Coleman is not named in any lawsuits and has denied that he had anything to do with the alleged transfer of cash.
Meanwhile, a Minnesota Supreme Court decision is expected any day now in Coleman’s legal appeal of the U.S. Senate race recount, which put Al Franken, the DFL challenger, ahead by 312 votes — out of 3 million votes cast.
The recount and attendant litigation reportedly has cost the candidates more than $1.7 million, through the end of March, according to a report today in the Saint Paul Legal Ledger.

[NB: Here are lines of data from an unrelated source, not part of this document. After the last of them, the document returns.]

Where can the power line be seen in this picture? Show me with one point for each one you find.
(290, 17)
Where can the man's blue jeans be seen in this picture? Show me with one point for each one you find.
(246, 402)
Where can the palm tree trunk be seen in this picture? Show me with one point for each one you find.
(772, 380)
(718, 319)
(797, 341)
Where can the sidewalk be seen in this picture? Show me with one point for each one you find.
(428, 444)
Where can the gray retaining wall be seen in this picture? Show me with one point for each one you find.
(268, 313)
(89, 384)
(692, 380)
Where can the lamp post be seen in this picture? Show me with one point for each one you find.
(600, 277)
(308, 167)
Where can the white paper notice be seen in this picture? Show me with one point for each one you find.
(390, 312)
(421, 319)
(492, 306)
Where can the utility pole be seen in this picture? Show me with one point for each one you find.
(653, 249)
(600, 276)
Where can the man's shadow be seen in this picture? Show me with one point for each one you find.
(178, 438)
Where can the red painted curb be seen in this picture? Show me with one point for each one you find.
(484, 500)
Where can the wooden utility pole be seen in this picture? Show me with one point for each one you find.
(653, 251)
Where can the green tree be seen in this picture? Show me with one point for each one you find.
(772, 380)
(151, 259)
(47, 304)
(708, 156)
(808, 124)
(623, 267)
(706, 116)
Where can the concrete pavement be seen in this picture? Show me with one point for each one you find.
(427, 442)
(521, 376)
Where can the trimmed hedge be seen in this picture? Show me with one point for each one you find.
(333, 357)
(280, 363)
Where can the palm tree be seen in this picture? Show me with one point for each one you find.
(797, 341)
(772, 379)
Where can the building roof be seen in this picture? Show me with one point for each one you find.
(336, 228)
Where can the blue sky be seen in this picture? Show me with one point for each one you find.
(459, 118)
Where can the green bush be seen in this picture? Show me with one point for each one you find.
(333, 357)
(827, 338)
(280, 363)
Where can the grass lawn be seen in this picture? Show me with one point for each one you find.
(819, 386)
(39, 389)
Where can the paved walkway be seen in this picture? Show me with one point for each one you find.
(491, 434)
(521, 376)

The Republican Senatorial Committee gave Coleman more than $937,000 in May to pay his top-shelf lawyers, according to the Pioneer Press, which noted that the Democratic Senatorial Campaign Committee reported raising more than $282,000 in May for Franken’s recount effort.
The report in the Legal Ledger details the big donors in the Franken column, a who’s who of show business names — “93 individual donations of $10,000 or more to the Franken Recount Fund totaled $1,058,400 between Nov. 5 and March 31 — the end of the last FEC reporting period.”
The Legal Ledger pulls out the following celebs and their donations to Franken’s legal fund:
… author John Grisham, who contributed $10,000; comedian and actor Dan Aykroyd, $12,300; actor Tom Hanks, $12,300; musician Don Henley, $10,000; TV producer Norman Lear, $12,300; actor Mike Myers, $12,300; and actress Heather Thomas, $10,000. (Other big names on Franken’s donor list, though not necessarily in the $10,000-plus club, include actors Jason Alexander, Jane Curtin, Larry David, Robert DeNiro, Michael Douglas, Larry Hagman, Ed Harris, Steve Martin, Edward Norton, Paul Reiser, Tony Shalhoub, Meryl Streep, Sam Waterston and Robin Williams.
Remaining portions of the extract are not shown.